Publicada el 11 de Octubre de 2021
Before the opening of the Toowoomba Second Range Crossing (TSRC) in September 2019, thousands of vehicles – many of them heavy trucks and Aussie-style road trains – would chug and rumble through the middle of Toowoomba each day.
Each car and lorry would pass through around 16 sets of traffic lights in this city of 130,000 people, which sits on the crest of the Great Dividing Range, 700m above sea level.
Naturally, the need for a bypass had been talked about for many years. So our project was almost universally welcomed by the local community from the very beginning.
Most of us who worked on the project chose to live in Toowoomba for the duration – we were embraced by the community. I met my wife while working on the TSRC and we had three children while living in the city – so I have great memories of my time there.
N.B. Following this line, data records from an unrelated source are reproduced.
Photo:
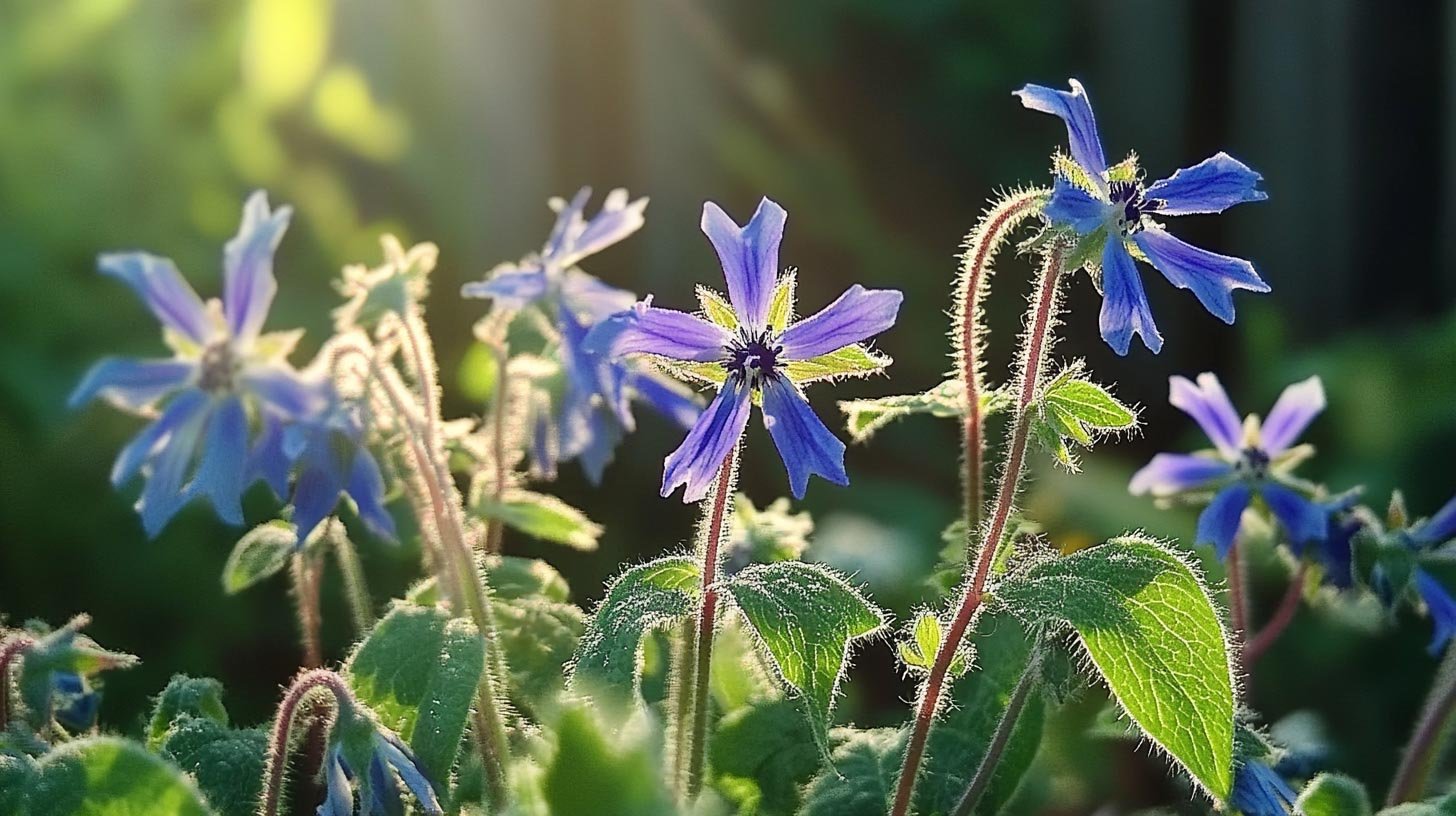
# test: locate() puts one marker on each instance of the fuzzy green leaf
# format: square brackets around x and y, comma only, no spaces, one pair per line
[540,516]
[418,671]
[642,599]
[259,554]
[111,777]
[185,697]
[807,620]
[227,764]
[1334,794]
[1152,631]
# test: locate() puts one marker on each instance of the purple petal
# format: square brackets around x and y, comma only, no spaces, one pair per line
[750,258]
[178,411]
[1292,414]
[1439,526]
[510,286]
[856,315]
[1210,276]
[1075,207]
[220,474]
[1175,472]
[1302,519]
[1076,111]
[163,289]
[133,383]
[286,389]
[802,440]
[1212,185]
[695,464]
[1219,522]
[248,280]
[667,398]
[1209,405]
[588,296]
[1124,303]
[645,330]
[1442,608]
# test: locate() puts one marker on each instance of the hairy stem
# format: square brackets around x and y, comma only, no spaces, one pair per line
[970,334]
[1283,615]
[361,605]
[1430,736]
[306,601]
[9,652]
[1003,729]
[1035,343]
[280,742]
[715,526]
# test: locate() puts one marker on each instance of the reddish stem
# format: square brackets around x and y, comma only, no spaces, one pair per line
[706,621]
[1037,338]
[1287,606]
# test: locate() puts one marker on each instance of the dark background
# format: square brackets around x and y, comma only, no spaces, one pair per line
[881,127]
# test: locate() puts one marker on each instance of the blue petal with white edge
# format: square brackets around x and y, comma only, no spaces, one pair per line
[511,286]
[220,474]
[1219,522]
[1168,474]
[1439,528]
[1073,207]
[645,330]
[1210,276]
[1212,185]
[163,290]
[1076,111]
[749,257]
[802,440]
[856,315]
[133,383]
[1302,519]
[1298,405]
[1124,303]
[1442,608]
[695,464]
[1210,407]
[248,280]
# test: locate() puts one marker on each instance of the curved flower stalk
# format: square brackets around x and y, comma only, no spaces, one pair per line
[1113,214]
[749,347]
[584,416]
[224,381]
[1249,459]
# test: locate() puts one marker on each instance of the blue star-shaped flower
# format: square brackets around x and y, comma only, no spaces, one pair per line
[1248,461]
[1111,206]
[594,411]
[223,370]
[750,354]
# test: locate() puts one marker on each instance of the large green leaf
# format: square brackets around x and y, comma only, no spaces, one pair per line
[418,671]
[1150,630]
[111,777]
[642,599]
[807,620]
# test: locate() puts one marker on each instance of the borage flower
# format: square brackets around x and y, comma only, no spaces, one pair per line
[1249,459]
[1113,213]
[593,408]
[223,370]
[747,347]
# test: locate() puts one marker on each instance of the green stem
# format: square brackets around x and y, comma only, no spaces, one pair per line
[1035,344]
[1003,729]
[715,528]
[1430,736]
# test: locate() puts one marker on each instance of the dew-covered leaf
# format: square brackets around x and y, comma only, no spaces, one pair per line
[639,601]
[807,620]
[418,671]
[1152,633]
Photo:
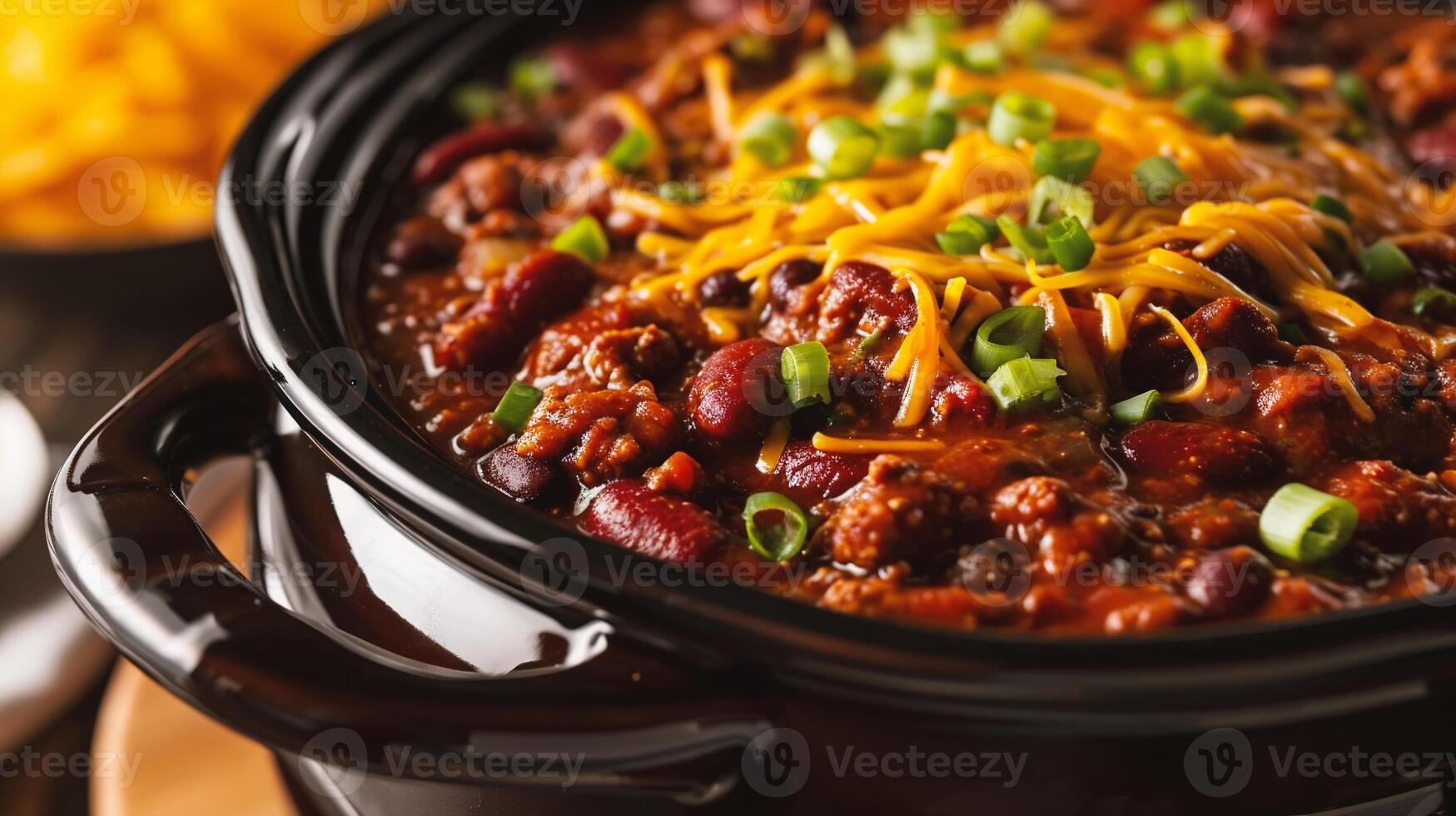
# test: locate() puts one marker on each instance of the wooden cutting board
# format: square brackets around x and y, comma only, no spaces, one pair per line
[184,764]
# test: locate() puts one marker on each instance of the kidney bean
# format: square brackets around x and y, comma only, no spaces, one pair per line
[494,331]
[441,157]
[1212,452]
[1232,322]
[421,244]
[864,295]
[585,69]
[523,478]
[629,515]
[807,474]
[1228,583]
[1434,151]
[738,391]
[785,281]
[723,289]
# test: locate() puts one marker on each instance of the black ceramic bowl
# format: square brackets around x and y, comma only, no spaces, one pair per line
[484,629]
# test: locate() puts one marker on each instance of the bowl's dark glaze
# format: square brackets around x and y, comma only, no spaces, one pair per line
[1102,719]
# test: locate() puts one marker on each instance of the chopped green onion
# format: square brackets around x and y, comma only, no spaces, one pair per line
[1432,301]
[516,407]
[967,235]
[1290,332]
[584,238]
[1351,91]
[1024,382]
[1331,206]
[1067,159]
[631,151]
[680,192]
[781,541]
[1020,116]
[985,57]
[476,101]
[1006,336]
[1261,85]
[806,373]
[1030,241]
[1069,198]
[903,101]
[900,142]
[1154,66]
[939,130]
[1026,27]
[1306,525]
[1158,177]
[843,146]
[532,77]
[1385,262]
[867,346]
[1071,244]
[797,190]
[769,137]
[1200,60]
[915,50]
[1136,408]
[1210,110]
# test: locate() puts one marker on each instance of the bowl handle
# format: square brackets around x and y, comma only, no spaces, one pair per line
[149,577]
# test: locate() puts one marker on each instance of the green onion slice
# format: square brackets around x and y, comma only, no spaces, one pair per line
[806,373]
[797,188]
[584,238]
[1020,116]
[1160,177]
[939,130]
[1006,336]
[843,146]
[516,407]
[913,50]
[1069,200]
[1331,206]
[1351,91]
[985,57]
[769,137]
[532,77]
[967,235]
[1152,64]
[1433,299]
[1200,60]
[1026,27]
[1030,241]
[631,151]
[1024,382]
[1306,525]
[1136,408]
[476,101]
[1385,262]
[1067,159]
[1210,110]
[1071,244]
[779,541]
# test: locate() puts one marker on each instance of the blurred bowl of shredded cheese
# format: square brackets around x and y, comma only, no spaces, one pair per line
[120,112]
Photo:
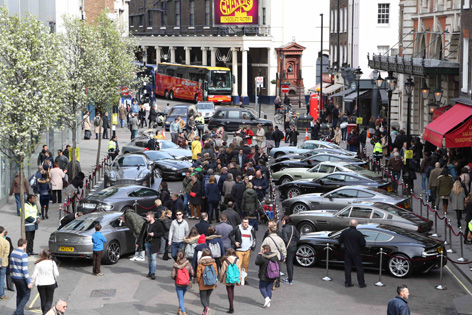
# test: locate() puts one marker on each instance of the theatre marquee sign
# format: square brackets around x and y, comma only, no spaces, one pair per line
[236,12]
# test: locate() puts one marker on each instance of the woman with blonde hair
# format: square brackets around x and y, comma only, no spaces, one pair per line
[457,197]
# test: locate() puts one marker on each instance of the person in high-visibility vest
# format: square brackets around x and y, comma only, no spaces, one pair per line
[113,149]
[377,152]
[31,222]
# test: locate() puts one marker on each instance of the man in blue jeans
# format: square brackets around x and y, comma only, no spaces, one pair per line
[153,231]
[20,276]
[178,231]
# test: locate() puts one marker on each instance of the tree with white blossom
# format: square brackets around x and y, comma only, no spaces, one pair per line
[31,88]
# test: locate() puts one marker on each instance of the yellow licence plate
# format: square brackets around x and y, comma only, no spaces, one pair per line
[66,249]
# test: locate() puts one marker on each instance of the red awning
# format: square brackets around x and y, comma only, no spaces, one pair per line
[454,125]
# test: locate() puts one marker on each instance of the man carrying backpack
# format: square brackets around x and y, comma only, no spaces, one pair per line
[268,272]
[230,275]
[244,239]
[207,278]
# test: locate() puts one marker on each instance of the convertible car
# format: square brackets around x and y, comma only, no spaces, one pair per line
[363,212]
[291,174]
[120,198]
[328,183]
[303,148]
[340,198]
[75,239]
[397,244]
[314,160]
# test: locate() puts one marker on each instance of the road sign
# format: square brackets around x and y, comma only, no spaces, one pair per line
[125,91]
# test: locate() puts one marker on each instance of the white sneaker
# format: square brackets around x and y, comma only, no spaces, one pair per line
[266,302]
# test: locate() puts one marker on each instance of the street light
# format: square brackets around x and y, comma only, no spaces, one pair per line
[358,74]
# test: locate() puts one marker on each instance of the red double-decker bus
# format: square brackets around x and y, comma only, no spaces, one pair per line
[196,83]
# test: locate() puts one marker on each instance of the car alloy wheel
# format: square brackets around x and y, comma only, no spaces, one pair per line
[293,192]
[305,256]
[299,207]
[398,266]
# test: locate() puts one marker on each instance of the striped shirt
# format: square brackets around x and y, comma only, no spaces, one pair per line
[19,265]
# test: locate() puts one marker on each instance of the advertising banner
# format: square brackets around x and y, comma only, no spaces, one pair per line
[236,12]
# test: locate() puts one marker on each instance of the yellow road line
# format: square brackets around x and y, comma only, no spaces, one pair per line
[460,282]
[37,294]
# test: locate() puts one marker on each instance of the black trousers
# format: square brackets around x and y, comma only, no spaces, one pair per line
[356,261]
[46,295]
[30,240]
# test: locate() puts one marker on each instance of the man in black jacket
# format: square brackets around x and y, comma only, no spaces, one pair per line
[290,235]
[353,242]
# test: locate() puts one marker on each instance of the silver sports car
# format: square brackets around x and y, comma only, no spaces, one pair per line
[75,239]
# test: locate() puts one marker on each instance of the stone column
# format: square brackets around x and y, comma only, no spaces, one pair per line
[187,55]
[158,54]
[244,96]
[213,57]
[235,95]
[172,54]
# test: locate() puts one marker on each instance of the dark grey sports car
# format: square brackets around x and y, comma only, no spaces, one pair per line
[75,239]
[132,168]
[120,198]
[363,212]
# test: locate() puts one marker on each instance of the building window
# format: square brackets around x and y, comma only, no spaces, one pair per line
[192,12]
[177,12]
[383,13]
[207,12]
[382,49]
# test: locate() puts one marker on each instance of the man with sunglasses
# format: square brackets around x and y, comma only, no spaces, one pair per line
[178,231]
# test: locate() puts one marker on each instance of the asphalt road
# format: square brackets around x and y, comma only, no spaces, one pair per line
[125,290]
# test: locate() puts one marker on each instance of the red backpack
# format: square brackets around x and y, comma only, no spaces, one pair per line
[182,278]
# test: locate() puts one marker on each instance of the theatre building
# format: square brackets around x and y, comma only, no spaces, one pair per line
[260,38]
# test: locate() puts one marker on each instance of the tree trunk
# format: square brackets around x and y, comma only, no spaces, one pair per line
[22,201]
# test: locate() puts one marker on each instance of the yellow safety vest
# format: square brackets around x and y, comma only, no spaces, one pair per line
[111,145]
[377,148]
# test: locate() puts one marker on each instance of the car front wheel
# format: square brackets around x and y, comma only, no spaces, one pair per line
[112,253]
[399,267]
[305,256]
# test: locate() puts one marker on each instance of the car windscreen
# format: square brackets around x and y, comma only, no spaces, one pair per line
[156,155]
[178,111]
[107,192]
[168,145]
[79,225]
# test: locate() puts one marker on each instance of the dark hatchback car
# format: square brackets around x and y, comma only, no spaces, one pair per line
[131,168]
[231,119]
[120,198]
[397,244]
[182,110]
[313,160]
[327,183]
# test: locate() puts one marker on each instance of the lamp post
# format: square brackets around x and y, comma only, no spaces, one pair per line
[358,74]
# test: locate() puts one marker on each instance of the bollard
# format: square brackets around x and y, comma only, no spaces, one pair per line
[379,283]
[440,286]
[421,204]
[450,250]
[461,241]
[327,277]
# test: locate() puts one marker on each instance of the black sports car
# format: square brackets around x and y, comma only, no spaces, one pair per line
[327,183]
[167,166]
[120,198]
[314,160]
[397,244]
[131,168]
[300,156]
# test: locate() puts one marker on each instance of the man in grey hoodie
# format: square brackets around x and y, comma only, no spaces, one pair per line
[178,231]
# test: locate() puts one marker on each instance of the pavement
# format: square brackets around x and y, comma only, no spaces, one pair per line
[125,290]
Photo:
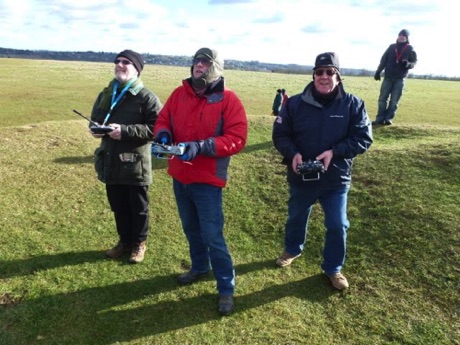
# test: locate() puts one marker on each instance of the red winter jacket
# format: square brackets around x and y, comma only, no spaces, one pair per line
[218,117]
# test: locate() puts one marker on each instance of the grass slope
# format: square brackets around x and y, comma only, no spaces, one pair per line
[56,287]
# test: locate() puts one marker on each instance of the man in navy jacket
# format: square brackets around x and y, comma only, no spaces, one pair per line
[324,127]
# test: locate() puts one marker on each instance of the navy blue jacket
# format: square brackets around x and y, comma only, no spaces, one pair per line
[307,127]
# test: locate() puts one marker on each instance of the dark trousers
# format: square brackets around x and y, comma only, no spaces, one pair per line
[130,206]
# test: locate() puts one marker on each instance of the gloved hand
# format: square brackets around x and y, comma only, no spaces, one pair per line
[192,148]
[163,138]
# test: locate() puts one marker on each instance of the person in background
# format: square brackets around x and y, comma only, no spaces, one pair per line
[210,121]
[397,60]
[277,102]
[328,127]
[285,97]
[123,158]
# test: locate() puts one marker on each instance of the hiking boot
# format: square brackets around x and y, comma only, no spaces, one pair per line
[118,250]
[138,252]
[286,259]
[190,277]
[338,280]
[226,304]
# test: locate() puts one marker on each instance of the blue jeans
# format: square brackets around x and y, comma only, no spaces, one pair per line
[390,88]
[334,204]
[201,214]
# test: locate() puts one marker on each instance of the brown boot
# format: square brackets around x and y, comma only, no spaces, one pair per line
[118,250]
[138,252]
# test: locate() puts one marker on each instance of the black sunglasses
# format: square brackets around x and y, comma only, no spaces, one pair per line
[329,72]
[203,61]
[124,62]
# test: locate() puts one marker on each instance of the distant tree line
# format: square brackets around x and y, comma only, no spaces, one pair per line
[156,59]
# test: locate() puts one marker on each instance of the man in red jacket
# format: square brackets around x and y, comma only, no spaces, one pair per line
[210,121]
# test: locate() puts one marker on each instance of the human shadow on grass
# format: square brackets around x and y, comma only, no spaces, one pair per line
[74,160]
[257,147]
[140,308]
[30,265]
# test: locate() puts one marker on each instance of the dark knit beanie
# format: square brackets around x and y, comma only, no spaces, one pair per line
[217,67]
[328,59]
[134,57]
[404,32]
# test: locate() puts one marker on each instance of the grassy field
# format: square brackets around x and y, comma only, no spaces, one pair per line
[56,287]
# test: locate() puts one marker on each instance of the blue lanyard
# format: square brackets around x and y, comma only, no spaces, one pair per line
[115,100]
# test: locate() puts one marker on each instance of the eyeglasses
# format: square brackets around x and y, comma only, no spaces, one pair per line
[124,62]
[329,72]
[203,61]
The new road has greatly improved liveability in Toowoomba. The local economy was boosted by very high rates of local employment and upskilling. The roads around the city are now much safer.
The project has also benefited Australia’s wider economy by enhancing the freight and export network and reducing travel times by up to 40 minutes.
A road for future generations
The TSRC is a 41km, four-lane route to the north of Toowoomba. It was a complex project with many impressive and robust engineering design features. Construction was innovative and well-managed – it needed to be to overcome the steep terrain and geological challenges and to sustainably build a road that would last for generations.
It incorporates 30 major bridges along its route. One of the most important is the New England Highway Overpass Twin Arch Bridge at Mount Kynoch.
Finding the best way for these two major transport arteries to intersect was vital to the success of the whole project.
Central to the solution was the decision to permanently realign the NEH just west of previously existing route and smart planning of the bridge to allow the TSRC to be built without interrupting traffic flow.
The bridge did not require the large amounts of steel and timber scaffolding and other equipment usually required for traditional ‘bottom-up’ designs.
Carbon levels remained steady, unaffected by the longer travel times that would have been caused by traffic jams due to construction and closures on the NEH.
The concrete construction required no painting or additional embellishment. All concrete elements were sourced locally, reducing the long-distance supply chain and benefitting the area’s economy by using local suppliers and tradespeople.
Additionally, the fully-fixed arch and superstructure requires significantly less maintenance, removing the requirement for bearings requiring long-term upkeep.
Importantly, the bridge’s shared-use footpath and cyclepath have improved access to Toowoomba from the northern suburbs, encouraging a healthier lifestyle and less reliance on road travel.
Blast from the past
This modern, elegant bridge which straddles the TSRC actually uses centuries-old design and construction principles.
To construct the arches, existing ground was cut to an initial excavation line that coincided with the bottom of the arch footings – significant thrust blocks constructed in the rock face.
Construction of an earth mound, conforming to the profile of the arch soffit, became the formwork for arch construction. This proved a more economic and far safer construction methodology than a fully excavated platform requiring massive amounts of scaffolding.
With arches complete, columns were constructed, and headstocks and precast deck units were erected before an in situ concrete deck slab completed the main structure.
Only then was traffic diverted onto the realigned highway. The remaining excavation required a degree of controlled, state of the art blasting under the bridge, creating an exciting experience for road users.
Cheaper and less restrictive than a tunnel
Selecting an under-road arched bridge design has had many positive impacts. There are no restrictions on heavy traffic, dangerous goods or high vehicle use that come with a tunnel. Every kind of truck can pass under the bridge.
There were not great differences in the costs of constructing a bridge as opposed to a tunnel, but there will be huge savings in ongoing maintenance costs, without any need for ventilation and lighting. We believe we won this contract, in part, by proposing this iconic bridge as an alternative.
Gateway to the city
The twin arch bridge is cleverly designed to complement the majestic surrounding landscape.
Future plans include a viewing platform to capitalise on the aesthetic value of the structure and position it as an iconic tourist attraction – the ‘Gateway to Toowoomba’.
The project was challenging and required no little perseverance and commitment, but it has been undeniably successful at every level. Everyone involved in making it happen – from the chief engineer and project director to the citizens of Toowoomba who worked with us all the way – should be rightly very proud.
The $1.6 Toowoomba Second Range Crossing billion project was jointly funded by the Australian and Queensland governments. It was designed and built by Nexus Delivery, the Construction Joint Venture of Nexus Infrastructure which consists of Acciona Infrastructure Australia and Ferrovial.